Run Luo1,2*, Haonan Zhang3*, Longze Chen1,2*, Ting-En Lin3*,
Xiong Liu3, Yuchuan Wu3, Min Yang1,2🌟, Yongbin Li3🌟,
Minzheng Wang2, Pengpeng Zeng4, Lianli Gao5, Heng Tao Shen4,
Yunshui Li1,2, Xiaobo Xia6, FeiHuang3, Jingkuan Song4🌟,
* Equal contribution 🌟 Corresponding author
1 Shenzhen Institute of Advanced Technology, Chinese Academy of Sciences
2 University of Chinese Academy of Sciences
3 Alibaba Group
4 Tongji University
5 Independent Researcher
6 The University of Sydney
- [11/10]🔥MMEvol is coming! We release the code, models, and data for MMEvol!

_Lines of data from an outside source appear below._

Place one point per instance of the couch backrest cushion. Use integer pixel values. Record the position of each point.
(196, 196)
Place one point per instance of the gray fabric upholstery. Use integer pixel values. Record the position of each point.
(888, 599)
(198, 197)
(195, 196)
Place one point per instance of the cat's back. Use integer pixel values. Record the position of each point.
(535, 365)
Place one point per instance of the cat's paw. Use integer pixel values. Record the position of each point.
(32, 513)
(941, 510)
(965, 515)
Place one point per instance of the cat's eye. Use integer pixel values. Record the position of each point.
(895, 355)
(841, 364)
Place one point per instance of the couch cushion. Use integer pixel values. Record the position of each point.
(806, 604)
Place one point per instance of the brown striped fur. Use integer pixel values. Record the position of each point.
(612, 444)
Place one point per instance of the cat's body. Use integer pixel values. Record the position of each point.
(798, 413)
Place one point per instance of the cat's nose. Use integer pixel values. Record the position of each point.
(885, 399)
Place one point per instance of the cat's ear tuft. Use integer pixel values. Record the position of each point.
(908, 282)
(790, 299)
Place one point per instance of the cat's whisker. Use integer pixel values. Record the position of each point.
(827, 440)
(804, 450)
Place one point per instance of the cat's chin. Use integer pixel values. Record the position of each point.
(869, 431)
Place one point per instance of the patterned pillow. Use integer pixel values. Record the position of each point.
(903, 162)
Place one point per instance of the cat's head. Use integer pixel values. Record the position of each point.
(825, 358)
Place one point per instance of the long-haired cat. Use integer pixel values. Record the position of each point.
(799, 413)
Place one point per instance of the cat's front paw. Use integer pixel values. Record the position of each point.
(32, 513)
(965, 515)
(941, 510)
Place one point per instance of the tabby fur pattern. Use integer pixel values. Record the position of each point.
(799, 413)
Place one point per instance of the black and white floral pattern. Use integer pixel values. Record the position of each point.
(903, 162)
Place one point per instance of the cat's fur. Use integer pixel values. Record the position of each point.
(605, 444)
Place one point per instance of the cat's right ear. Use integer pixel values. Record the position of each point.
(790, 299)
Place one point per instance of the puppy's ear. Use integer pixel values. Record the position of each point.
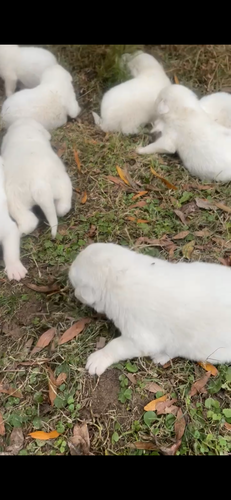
(162, 108)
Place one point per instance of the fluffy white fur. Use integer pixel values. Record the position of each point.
(49, 103)
(127, 106)
(162, 309)
(34, 175)
(203, 145)
(9, 237)
(218, 107)
(24, 64)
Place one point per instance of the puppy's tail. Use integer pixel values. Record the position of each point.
(43, 197)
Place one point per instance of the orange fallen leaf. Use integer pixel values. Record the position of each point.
(122, 175)
(44, 436)
(83, 198)
(2, 426)
(44, 340)
(74, 330)
(141, 193)
(208, 367)
(77, 160)
(167, 183)
(152, 405)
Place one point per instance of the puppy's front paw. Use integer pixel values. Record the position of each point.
(16, 271)
(98, 362)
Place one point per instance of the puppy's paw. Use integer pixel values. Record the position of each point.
(16, 271)
(98, 362)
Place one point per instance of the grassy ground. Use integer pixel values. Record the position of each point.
(113, 406)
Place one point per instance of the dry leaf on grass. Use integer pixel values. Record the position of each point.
(77, 160)
(181, 216)
(16, 441)
(181, 236)
(44, 436)
(187, 249)
(79, 443)
(167, 183)
(44, 340)
(2, 426)
(199, 386)
(43, 288)
(152, 405)
(208, 367)
(83, 198)
(153, 387)
(74, 330)
(180, 425)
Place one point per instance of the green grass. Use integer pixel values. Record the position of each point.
(113, 407)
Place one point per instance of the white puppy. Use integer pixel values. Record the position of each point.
(9, 237)
(34, 175)
(203, 145)
(218, 107)
(24, 64)
(49, 103)
(162, 309)
(127, 106)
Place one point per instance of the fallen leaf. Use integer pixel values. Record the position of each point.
(77, 160)
(2, 426)
(44, 340)
(167, 183)
(176, 80)
(181, 236)
(74, 330)
(199, 386)
(122, 175)
(180, 425)
(153, 387)
(172, 450)
(43, 288)
(208, 367)
(152, 405)
(79, 443)
(44, 436)
(16, 441)
(141, 193)
(187, 249)
(181, 217)
(10, 390)
(207, 205)
(83, 198)
(101, 343)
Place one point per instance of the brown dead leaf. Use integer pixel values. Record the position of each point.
(181, 216)
(172, 450)
(165, 181)
(153, 387)
(122, 175)
(16, 441)
(74, 330)
(43, 288)
(207, 205)
(141, 193)
(152, 405)
(2, 426)
(199, 386)
(208, 367)
(6, 389)
(44, 340)
(180, 425)
(79, 443)
(44, 436)
(181, 236)
(187, 249)
(77, 160)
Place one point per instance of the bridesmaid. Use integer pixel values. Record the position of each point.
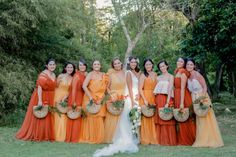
(208, 132)
(182, 98)
(61, 93)
(73, 128)
(40, 129)
(164, 98)
(116, 87)
(147, 83)
(94, 86)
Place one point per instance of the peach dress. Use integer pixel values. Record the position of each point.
(166, 129)
(148, 128)
(93, 125)
(117, 88)
(186, 130)
(60, 121)
(208, 133)
(39, 129)
(73, 128)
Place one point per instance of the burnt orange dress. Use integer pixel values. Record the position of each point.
(76, 94)
(60, 120)
(148, 128)
(117, 88)
(167, 129)
(186, 134)
(39, 129)
(93, 124)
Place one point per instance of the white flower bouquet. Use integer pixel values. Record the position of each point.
(135, 119)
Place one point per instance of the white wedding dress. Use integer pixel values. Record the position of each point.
(123, 141)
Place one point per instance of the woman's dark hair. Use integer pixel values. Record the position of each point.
(162, 61)
(48, 61)
(144, 62)
(137, 69)
(64, 68)
(95, 61)
(83, 62)
(185, 61)
(191, 60)
(113, 60)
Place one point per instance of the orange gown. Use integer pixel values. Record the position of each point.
(148, 128)
(93, 124)
(73, 128)
(186, 130)
(167, 129)
(117, 87)
(39, 129)
(60, 120)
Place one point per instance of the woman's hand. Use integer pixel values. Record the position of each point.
(166, 105)
(146, 102)
(40, 103)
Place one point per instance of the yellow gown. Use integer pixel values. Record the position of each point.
(207, 133)
(93, 124)
(60, 121)
(117, 88)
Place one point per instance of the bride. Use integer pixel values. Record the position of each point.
(124, 140)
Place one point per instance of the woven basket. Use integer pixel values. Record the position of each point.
(74, 113)
(61, 109)
(113, 110)
(165, 116)
(94, 108)
(200, 111)
(147, 111)
(181, 117)
(40, 113)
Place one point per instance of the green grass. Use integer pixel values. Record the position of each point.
(10, 147)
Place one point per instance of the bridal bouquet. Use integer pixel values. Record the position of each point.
(135, 118)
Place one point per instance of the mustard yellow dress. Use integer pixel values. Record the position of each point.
(207, 133)
(60, 121)
(117, 88)
(148, 128)
(93, 125)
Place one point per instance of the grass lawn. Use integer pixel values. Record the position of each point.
(10, 147)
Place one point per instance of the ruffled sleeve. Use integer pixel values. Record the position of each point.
(42, 81)
(182, 71)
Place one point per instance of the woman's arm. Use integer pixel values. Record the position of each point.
(85, 86)
(183, 86)
(140, 88)
(170, 88)
(202, 81)
(129, 85)
(40, 95)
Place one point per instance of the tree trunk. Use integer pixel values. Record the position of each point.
(130, 43)
(203, 72)
(234, 83)
(219, 72)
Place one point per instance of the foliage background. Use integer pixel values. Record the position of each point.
(33, 30)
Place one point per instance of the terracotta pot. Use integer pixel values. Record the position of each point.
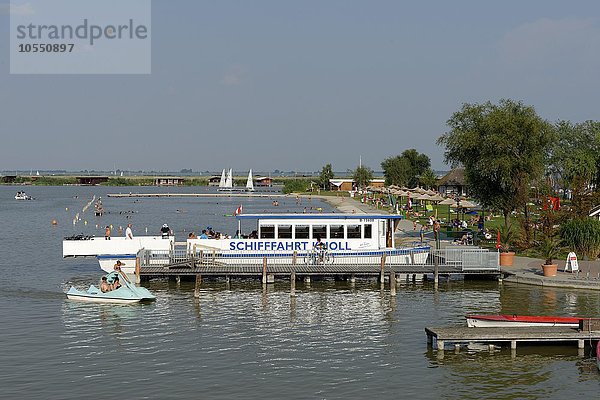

- [09/09]🔥MMEvol is coming! We release the paper for MMEvol!
Please follow the instructions below to install the required packages.
- Clone this repository
git clone https://github.com/RainBowLuoCS/MMEvol.git
cd MMEvol
- Install Package
conda create -n llava-next python=3.10 -y
conda activate llava-next
pip install --upgrade pip # enable PEP 660 support
pip install -e .
- Install additional packages for training
pip install -e ".[train]"
pip install flash-attn --no-build-isolation
Both hyperparameters used in pretraining and finetuning are provided below.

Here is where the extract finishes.